洞察力

 洞察力は、物事のありようを深く考えて理解するというのではなく、物事のありようを直観的に見抜く力と言えるでしょう。主観的な自我の思いを介入させずに、物事をあるがままに観照するとき、そのとき、物事のありようが直視され、そしてそれが展開していく様相がひらめくように感得されるのであり、物事の推移が直観的に理解されるのです。それが洞察力であると私は思います。

 人間は常に自分自身のことや自分の周囲のことばかりに心が捉われていますので、多くの人にとって、状況を客観的に判断したり、物事の全体的なありようを俯瞰して観ることが不得手であるようです。人間は、自己を主体にして物事を考えますから、自我の思いという、我欲に彩られた主観を交えることなくして、物事を客観的に把握することができないのです。自己の周囲で生じる物事に関わるとき、ほとんどの人がその事柄に対して自我の思いを絡めてしまいます。我欲を底にひそめた主観が常にそこにあるのですから、当然のこととして物事を客観的に観ることができないのです。自我は、物事のありようを客観的に認識せず、常に自分の都合のよいように解釈して、物事を自分の好む色合いに染めあげてしまいます。それがどんなに物事を自分なりに深く考えた上での理解や判断であったとしても、それは物事を洞察して得た理解や判断ではなく、あくまで自己を主体にして、自分の都合のよいように勝手に解釈しただけのことなのです。

 洞察力を得るためには、自分自身を訓練することが必要でしょう。まず第一に、自分自身と自分の周囲で起こっている物事を注意深く観察することであり、状況や物事の推移を、主観を交えずに、ただ観照していくことだけに専心することです。第二に、自分自身についてのことや自分の周囲の種々様々な物事や事物事象について深く考える癖を身につけることです。すなわち、すべての事柄に対して深く熟考できる能力を培い、また物事を論理的に考え、そして物事が連関している様相を思惟できるような思考力を身につけることでしょう。けれどもそのとき、主観的な解釈をしてはならず、ただ物事を観じ、そしてそのありようを理解することだけに努めることです。このようなものの見方が確立されると、自然に洞察力が身についてくるようです。やがて人は、物事は理法に則ってあるがままに展開していくさまがよく理解できるようになるでしょう。そうなったとき、人は、物事が顕れ出る様相に対して自己を効果的に介入させることもできますし、また、物事が展開するであろう先の流れも読めるようになると思います。

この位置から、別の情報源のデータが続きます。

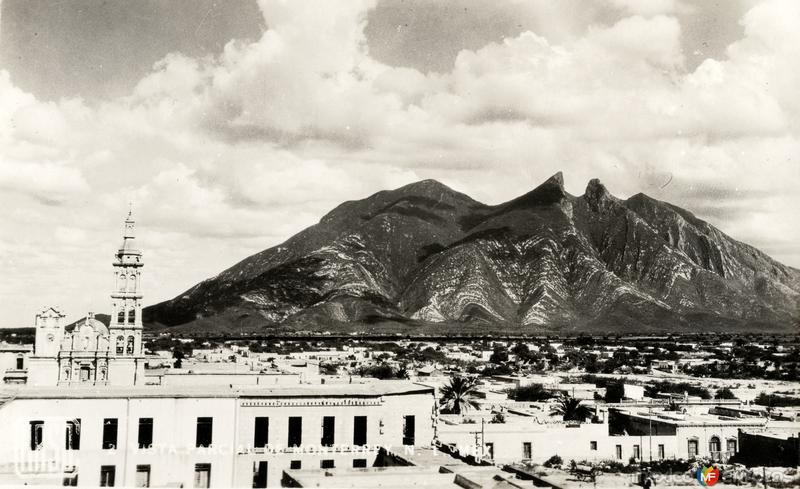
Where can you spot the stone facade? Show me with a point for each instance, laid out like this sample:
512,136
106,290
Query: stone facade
92,353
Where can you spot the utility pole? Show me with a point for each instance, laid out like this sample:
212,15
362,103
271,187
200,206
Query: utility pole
650,420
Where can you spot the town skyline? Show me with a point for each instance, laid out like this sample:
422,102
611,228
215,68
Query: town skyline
229,132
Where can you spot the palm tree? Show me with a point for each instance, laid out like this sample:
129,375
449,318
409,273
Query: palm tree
571,409
458,396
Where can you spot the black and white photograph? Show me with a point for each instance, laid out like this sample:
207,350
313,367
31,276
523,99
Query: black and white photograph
453,244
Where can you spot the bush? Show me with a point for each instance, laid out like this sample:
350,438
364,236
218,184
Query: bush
554,461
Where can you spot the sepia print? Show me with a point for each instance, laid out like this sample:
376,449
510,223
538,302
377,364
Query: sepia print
400,243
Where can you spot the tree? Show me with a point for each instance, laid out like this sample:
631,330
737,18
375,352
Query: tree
499,355
571,409
459,395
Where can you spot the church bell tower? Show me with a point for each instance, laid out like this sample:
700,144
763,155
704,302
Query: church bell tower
125,328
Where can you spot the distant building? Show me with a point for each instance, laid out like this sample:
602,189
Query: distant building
91,353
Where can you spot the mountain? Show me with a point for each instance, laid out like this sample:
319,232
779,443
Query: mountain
425,256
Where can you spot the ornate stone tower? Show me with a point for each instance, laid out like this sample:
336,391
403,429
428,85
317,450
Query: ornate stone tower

 洞察力を身にそなえた人は、自己の生を自分の思い描くままに展開させることが可能でしょう。と言うのは、そのような人は、現象界の事物事象は法則に基づいて顕れ出てくることを理解していますので、あらゆる事柄に対して的確に対処できるからです。また、自分の周囲で物事が生じるや否や、その先の動きが直観的に洞察できますので、自分をどのような事柄に対しても拮抗させることなく自然に調和させることができるのです。一方、これに反して、洞察力に欠けている人は、自己の生を自分の思うように展開させることができず、自分では統御できない強大な生の流れに押し流されて、生に隷従した生き方で終わってしまうのではないでしょうか。なぜなら、そのような人は、我欲が関わらない、真の意味での主体性を持たないために、自分の周囲で生じる物事に受動的に巻き込まれてしまって、自己の生を徒に消尽してしまうからです。従って、人がこの世に生まれて、与えられた生を充全に生き、そして自己の生を見事に開花させるためには、物事を深く熟考する思考力と、物事の有様を正しく見抜く洞察力を身につけることが非常に重要であるということが誰にとっても明らかなことでしょう。